Subsequently he was also found to have raised prolactin levels and ACTH and gonadotropin deficiencies requiring hydrocortisone and testosterone. He made a claim against Mr Y. Expert opinion was critical of Mr Y’s management on various counts.

Preoperatively Mr C had normal vision so he was not at immediate risk of blindness as a consequence of pressure on the optic nerve. However as the tumour enlarged he may have been at risk of pituitary infarction (apoplexy), further affecting the hormonal function of the pituitary gland. Cases such as this are usually managed jointly with an endocrinologist who will assess the function of the anterior and posterior pituitary, by appropriate biochemical tests, such as stimulatory hormonal testing, and for posterior pituitary, a prolactin level.

Medical management could delay surgical intervention if the optic nerves were not at risk and the tumour size did not suggest a risk of infarction. The experts were also critical of the surgical approach, which was not in line with usual practice. They agreed that there was no clinical indication for the urgency with which this procedure was undertaken; had an MDT assessment been undertaken he wouldn’t have had surgery.

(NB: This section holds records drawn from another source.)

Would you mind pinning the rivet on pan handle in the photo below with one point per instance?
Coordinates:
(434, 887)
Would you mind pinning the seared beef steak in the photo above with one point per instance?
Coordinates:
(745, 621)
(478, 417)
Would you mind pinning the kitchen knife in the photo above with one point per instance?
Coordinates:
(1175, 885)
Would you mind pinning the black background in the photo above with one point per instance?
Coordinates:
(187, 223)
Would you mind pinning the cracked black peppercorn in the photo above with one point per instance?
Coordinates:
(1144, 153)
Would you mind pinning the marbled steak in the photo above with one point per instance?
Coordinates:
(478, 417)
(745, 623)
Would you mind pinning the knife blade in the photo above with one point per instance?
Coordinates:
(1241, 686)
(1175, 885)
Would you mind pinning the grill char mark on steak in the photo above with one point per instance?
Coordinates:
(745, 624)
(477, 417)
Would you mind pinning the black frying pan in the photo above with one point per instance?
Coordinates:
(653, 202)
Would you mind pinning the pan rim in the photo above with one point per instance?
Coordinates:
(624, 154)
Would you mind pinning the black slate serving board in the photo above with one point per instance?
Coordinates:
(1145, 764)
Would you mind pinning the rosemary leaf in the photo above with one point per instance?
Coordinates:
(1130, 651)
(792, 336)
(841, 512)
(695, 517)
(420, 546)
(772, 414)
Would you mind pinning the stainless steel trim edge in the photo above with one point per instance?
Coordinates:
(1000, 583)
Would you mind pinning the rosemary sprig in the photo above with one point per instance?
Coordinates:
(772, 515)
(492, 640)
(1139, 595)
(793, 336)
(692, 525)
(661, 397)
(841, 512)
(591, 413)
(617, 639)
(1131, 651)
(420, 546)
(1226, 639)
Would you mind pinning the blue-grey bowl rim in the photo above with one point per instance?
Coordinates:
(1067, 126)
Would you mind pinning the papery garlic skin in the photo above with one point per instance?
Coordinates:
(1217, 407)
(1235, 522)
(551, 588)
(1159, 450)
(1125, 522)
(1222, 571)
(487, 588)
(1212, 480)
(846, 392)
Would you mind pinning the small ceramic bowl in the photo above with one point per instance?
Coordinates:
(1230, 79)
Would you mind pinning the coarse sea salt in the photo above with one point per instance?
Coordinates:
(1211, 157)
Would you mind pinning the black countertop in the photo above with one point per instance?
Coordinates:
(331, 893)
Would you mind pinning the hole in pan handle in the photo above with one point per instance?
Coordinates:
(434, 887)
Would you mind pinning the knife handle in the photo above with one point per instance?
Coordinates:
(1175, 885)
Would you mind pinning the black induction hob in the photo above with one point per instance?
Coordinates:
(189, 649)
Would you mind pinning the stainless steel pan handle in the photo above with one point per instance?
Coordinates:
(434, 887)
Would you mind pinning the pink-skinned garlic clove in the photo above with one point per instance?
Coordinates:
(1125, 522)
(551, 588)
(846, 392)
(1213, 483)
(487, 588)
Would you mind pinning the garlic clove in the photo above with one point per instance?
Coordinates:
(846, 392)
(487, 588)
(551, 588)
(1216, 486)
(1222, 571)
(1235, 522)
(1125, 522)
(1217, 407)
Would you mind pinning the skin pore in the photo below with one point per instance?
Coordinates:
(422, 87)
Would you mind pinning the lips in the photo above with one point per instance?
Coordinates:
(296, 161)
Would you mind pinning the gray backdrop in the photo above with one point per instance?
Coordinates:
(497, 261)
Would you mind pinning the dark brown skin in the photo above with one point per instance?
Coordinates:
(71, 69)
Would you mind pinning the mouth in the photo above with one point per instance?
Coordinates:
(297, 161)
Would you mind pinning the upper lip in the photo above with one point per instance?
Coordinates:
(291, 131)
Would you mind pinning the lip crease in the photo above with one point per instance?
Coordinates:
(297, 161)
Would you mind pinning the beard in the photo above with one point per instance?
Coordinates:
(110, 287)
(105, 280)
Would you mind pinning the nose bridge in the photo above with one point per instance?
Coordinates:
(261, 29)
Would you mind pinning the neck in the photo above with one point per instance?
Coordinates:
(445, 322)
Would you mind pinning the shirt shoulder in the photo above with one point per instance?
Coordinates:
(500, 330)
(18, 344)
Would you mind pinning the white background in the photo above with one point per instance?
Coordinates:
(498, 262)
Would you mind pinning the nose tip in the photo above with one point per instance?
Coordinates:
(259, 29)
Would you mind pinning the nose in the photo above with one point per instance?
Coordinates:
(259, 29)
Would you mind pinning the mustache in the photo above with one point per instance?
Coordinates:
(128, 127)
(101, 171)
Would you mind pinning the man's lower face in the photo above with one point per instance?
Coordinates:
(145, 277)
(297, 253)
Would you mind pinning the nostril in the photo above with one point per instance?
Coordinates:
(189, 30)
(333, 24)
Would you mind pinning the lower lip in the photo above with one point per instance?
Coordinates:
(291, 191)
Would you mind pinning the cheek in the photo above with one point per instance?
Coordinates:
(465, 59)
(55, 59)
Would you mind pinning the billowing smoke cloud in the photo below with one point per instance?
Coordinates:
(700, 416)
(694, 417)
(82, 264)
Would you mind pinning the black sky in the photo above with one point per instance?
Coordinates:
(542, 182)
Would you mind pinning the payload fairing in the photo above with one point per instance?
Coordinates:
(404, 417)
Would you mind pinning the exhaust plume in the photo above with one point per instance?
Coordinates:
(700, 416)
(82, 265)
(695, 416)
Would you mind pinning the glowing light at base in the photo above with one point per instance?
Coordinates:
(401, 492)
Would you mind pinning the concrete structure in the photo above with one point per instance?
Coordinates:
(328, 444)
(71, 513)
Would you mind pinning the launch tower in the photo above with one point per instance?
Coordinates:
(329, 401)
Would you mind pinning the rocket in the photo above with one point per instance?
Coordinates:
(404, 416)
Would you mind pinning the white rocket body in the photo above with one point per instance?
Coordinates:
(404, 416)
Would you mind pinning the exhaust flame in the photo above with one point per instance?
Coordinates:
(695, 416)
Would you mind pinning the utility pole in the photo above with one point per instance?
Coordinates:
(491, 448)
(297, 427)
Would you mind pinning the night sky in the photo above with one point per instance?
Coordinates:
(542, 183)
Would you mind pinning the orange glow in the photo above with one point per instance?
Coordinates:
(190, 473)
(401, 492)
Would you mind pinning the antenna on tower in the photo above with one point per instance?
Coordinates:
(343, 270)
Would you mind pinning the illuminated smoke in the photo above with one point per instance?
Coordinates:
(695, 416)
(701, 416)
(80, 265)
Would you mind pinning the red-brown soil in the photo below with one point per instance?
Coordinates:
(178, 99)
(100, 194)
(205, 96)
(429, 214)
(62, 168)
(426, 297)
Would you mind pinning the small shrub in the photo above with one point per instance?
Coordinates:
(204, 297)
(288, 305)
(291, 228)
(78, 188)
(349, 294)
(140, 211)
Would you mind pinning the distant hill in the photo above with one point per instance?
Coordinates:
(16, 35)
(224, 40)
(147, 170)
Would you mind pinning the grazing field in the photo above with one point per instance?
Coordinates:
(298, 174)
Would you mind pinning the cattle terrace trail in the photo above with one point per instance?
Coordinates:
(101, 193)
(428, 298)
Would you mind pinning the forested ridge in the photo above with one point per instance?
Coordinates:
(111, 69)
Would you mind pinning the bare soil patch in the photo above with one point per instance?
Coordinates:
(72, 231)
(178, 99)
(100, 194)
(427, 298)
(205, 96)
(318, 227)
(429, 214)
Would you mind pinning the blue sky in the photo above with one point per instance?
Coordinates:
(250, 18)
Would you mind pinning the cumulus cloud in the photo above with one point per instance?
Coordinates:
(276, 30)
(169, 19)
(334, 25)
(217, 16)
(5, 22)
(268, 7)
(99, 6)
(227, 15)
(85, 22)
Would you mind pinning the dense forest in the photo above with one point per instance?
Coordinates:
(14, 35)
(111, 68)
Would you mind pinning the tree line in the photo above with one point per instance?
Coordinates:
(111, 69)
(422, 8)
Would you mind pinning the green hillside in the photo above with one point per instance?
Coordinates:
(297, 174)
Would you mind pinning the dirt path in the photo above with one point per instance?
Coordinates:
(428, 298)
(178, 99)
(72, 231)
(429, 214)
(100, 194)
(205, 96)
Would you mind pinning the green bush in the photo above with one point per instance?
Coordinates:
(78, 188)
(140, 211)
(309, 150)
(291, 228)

The case had to be settled for a high sum.

Learning points:

  • Patience and an awareness of one’s own expertise and knowledge are vital to practise safe surgery. It is rarely appropriate to rush into a procedure, particularly if this means there is a risk of taking an incorrect or risky approach. 
  • A surgeon may need to take rapid and difficult decisions intraoperatively; however, preoperatively it is important to take appropriate time to review all investigation and treatment options to ensure the best outcome for the patient. 
  • In medical practice recognising one’s limits (cognisance) and accepting that something may go beyond one’s expertise and training is essential for good medical practice. This might be particularly hard for newly-appointed consultants eager to establish their clinical practice and expertise to their senior colleagues. 
  • It is important to gather all the facts available to define the clinical situation of the patient before deciding on any management plan. It is here that point or team working may be appropriate and helpful. In retrospect, in this patient, there were a number of unanswered questions such as the precise nature of the lesion; whether more tests should have been carried out to define the situation; whether the surgery was needed at that time; and whether the patient was at risk of pituitary apoplexy.
  • Working as a team provides an extra safety net to medical practice. In areas such as pituitary surgery, it is common practice nowadays to work in conjunction with the endocrinology team, who can give advice on the medical investigations to define the patient’s problem and assist in postoperative hormone replacement as appropriate.